"Mandar-lhe-ei o meu retrato. Quer? Mas até lá, e para prevenir a hipótese do meu rosto a enganar, vou descrever-lhe desde já o meu péssimo carácter: sou triste, imensamente triste, duma tristeza amarga e doentia que a mim própria me faz rir às vezes. É só disto que eu rio, e aqui tem já V. Ex.a no meu carácter uma sombra negra, enorme, medonha: a hipocrisia!... Porque eu pareço alegre e toda a gente gaba a minha... alegria! Estou já a vê-la, num gestozinho de enfado, amarrotar, irritada, a minha carta, com um vago sentimento de arrependimento por querer conhecer uma criatura assim tão mal dotada.

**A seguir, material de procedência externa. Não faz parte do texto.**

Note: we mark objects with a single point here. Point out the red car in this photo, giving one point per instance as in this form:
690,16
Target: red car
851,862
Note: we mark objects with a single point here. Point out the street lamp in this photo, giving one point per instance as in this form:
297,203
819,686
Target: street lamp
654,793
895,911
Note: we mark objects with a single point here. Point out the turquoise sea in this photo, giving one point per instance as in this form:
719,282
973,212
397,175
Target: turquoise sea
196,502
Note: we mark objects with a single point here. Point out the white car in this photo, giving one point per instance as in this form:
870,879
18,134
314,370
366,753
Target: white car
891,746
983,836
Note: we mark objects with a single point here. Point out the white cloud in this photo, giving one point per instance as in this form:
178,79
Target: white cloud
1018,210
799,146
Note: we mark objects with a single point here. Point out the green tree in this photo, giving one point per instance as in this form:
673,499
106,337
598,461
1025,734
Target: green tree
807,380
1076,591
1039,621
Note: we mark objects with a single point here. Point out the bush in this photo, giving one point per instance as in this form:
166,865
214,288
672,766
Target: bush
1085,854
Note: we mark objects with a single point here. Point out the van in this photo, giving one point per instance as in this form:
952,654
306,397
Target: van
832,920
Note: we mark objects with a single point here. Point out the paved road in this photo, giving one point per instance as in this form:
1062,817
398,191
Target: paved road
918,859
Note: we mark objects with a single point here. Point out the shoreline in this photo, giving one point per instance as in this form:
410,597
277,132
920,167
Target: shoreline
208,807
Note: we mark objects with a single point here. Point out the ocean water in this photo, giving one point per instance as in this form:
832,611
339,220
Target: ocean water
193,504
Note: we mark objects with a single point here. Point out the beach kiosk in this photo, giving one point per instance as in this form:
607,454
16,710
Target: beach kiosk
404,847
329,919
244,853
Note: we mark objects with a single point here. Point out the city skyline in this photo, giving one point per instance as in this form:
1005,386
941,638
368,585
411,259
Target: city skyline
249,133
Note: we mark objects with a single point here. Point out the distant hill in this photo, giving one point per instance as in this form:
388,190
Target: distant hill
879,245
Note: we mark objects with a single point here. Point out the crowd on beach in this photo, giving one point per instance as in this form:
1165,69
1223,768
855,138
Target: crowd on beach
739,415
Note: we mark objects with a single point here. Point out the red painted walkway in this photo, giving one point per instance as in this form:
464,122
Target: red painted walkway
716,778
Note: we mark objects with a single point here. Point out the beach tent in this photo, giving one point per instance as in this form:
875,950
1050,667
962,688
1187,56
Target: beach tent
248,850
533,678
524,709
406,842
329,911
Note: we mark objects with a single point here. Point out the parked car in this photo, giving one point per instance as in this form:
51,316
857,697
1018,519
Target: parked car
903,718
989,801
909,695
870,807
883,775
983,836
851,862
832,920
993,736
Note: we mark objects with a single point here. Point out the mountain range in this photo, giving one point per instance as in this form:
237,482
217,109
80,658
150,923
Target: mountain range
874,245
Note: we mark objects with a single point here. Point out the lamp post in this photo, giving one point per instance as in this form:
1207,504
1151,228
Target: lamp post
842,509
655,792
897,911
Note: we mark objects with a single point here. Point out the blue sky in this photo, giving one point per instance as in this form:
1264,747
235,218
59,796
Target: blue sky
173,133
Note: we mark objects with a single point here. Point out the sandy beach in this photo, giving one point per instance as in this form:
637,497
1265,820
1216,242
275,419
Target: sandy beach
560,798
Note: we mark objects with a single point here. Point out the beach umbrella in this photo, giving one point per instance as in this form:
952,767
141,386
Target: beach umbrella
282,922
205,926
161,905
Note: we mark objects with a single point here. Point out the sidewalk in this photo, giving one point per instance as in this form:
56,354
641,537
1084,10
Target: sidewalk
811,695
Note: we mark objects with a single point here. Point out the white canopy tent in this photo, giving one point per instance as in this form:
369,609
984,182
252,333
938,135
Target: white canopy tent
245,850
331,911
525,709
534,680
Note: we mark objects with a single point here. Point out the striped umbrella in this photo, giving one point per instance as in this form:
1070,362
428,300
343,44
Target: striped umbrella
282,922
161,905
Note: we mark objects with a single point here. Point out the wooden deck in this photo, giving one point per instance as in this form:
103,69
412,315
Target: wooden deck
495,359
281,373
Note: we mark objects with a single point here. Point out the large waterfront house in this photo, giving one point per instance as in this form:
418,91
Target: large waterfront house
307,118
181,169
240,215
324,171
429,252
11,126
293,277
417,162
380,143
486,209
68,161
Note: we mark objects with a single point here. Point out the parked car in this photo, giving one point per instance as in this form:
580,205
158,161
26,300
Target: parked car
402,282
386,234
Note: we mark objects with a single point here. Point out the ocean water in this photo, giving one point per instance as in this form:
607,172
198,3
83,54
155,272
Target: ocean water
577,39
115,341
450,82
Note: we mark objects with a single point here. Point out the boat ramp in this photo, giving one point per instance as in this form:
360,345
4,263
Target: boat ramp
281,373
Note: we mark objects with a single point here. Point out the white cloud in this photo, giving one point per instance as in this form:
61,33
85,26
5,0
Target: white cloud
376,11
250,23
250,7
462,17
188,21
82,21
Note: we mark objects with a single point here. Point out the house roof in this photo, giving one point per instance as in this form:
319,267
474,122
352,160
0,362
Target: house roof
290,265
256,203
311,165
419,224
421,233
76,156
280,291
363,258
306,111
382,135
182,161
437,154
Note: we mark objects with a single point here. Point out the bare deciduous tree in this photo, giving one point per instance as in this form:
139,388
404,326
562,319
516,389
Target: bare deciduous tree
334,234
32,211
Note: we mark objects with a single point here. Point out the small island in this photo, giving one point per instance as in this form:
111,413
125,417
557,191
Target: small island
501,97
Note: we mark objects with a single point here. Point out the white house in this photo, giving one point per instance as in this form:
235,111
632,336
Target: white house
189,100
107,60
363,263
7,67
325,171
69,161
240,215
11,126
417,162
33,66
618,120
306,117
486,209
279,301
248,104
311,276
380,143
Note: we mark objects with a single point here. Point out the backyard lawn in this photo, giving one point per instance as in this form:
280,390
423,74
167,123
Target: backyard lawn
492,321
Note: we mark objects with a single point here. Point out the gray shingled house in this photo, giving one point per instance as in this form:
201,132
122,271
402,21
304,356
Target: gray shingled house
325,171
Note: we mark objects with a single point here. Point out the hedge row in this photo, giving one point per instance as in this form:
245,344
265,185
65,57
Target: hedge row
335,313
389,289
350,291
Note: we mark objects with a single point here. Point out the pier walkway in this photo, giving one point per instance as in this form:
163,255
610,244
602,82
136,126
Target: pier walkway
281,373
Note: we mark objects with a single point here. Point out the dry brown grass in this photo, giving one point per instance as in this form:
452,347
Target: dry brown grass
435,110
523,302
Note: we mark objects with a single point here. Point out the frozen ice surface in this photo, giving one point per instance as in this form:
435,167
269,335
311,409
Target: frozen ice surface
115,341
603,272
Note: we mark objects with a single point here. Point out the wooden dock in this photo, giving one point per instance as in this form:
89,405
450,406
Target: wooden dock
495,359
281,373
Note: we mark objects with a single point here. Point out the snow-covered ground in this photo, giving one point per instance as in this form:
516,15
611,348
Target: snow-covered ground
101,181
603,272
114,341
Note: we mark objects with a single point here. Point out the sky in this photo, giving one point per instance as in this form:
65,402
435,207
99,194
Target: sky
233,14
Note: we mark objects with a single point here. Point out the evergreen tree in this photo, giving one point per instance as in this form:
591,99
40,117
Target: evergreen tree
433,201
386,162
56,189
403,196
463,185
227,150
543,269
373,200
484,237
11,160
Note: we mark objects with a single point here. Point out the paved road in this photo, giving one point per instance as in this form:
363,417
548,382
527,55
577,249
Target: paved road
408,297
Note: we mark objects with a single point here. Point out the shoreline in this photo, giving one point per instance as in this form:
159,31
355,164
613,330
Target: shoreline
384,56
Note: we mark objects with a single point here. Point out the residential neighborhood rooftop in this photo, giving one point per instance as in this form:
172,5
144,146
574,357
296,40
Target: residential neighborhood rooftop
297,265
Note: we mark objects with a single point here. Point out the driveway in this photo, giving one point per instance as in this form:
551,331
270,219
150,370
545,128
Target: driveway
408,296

Mas ainda este é o primeiro defeito; o segundo, e para o mundo virtuoso e prático é simplesmente horrível, é o sonhar, sonhar muito, olhar muito além, para longe de todos os que cantam, os que falam, os que riem!... Tenho dias em que todas as pessoas me dão a impressão de pequeninas figuras de papel sem expressão, sem vida."
Florbela Espanca, Correspondência
Nada que um chapéu enterrado fundo na cabeça, uns óculos de sol e uma longa caminhada em silêncio, ao frio e à chuva, por entre desconhecidos, possam ajudar a resolver.
Ninguém faz ideia do efeito que as palavras têm em mim. Se o soubessem, não me inundavam com estórias de outros, com problemas que não o são, com mentiras proferidas com a convicção de que diz a mais pura verdade, quando tudo o que preciso é que me deixem em paz, sozinha e em silêncio.